Sexual maturation is an important trait in poultry production. The initiation mechanism of sexual maturity is significant for breeding high-yield laying hens. Plasma metabolomics and gut microbiology were used to identify biomarkers of sexual maturity in laying hens. Cecal contents and plasma samples were collected from laying hens at 15 w, 17 w, and 22 w during the sexual maturity transition period. A total of 208 differential metabolites are significantly enriched pathways of sphingolipid metabolism, glycine, serine, and threonine metabolism between 15 w and 17 w. A total of 183 differential metabolites were significantly enriched pathways of valine, leucine, isoleucine biosynthesis and glycerophospholipid metabolism between 17 w and 22 w. A total of 56 potential biomarkers, mainly consisting of carnitine and choline metabolites, was identified for the transition from 15 w to 22 w with the receiver operating characteristic (ROC) curve analysis. A positive correlation between metabolites and estrogen was identified through Weighted Gene Co-expression Network Analysis (WGCNA). The bacterial taxa associated with sexual maturity were identified in hens at three week-of-age by 16S rDNA Amplicon Sequencing. The bacterial compositions of 15 w, 17 w, and 22 w are distinct, with their main bacterial genera being Bacteroidetes, Desulfovibrio, and Lactobacillus, respectively.

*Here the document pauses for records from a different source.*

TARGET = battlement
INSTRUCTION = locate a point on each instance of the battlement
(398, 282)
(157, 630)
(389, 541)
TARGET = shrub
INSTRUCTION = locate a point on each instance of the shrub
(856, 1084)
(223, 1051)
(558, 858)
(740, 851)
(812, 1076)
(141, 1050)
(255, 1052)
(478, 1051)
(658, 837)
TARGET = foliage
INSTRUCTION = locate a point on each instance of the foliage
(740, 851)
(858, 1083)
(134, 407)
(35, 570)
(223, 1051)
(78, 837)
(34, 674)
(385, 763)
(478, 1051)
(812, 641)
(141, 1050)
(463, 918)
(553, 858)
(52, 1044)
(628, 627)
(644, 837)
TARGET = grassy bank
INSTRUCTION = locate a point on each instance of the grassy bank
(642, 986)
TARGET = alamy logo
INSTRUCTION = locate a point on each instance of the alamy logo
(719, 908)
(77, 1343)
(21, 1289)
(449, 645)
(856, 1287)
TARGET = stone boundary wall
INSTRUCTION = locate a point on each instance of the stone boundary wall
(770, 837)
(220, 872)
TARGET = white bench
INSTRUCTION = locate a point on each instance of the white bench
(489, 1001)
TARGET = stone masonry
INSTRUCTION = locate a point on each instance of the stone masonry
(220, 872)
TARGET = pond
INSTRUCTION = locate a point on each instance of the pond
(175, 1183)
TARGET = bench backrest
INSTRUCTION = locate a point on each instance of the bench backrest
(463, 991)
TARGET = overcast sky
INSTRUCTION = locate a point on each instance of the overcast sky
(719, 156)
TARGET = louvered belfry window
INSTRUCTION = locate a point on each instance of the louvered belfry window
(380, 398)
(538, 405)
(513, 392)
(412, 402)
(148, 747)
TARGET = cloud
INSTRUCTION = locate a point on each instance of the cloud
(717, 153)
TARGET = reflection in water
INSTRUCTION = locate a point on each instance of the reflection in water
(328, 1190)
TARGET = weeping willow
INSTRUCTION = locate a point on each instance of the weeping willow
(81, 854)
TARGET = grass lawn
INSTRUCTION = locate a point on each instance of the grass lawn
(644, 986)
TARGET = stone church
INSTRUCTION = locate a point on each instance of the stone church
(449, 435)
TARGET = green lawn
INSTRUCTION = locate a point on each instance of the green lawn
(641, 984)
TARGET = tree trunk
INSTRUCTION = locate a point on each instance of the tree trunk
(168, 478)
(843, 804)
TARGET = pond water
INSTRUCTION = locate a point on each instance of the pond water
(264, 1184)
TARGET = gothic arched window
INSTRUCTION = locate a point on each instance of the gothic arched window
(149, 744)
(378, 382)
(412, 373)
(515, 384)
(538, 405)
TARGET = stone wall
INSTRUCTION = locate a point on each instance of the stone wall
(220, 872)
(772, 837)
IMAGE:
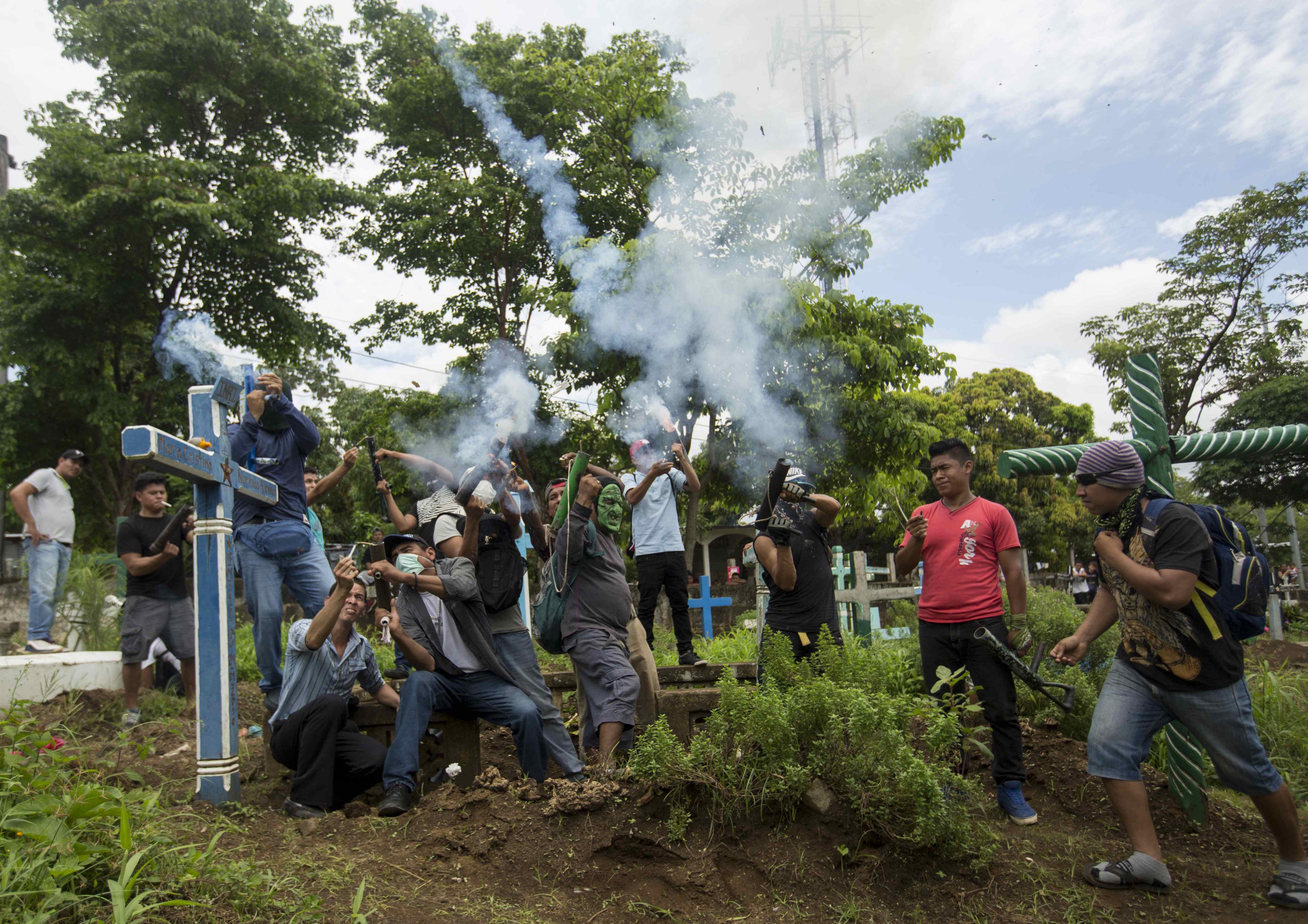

The bacterial species enriched in the three groups were key biomarkers distinguishing sexual maturity and significantly correlated with the shifts in the functional capacities of the gut microbiome. The choline, betaine, and methionine in metabolites are correlated with different bacteria using joint analysis, indicating that microbial communities can affect host metabolism. These results provide important insights into the dynamic change of plasma metabolism and gut microbiome in laying hens.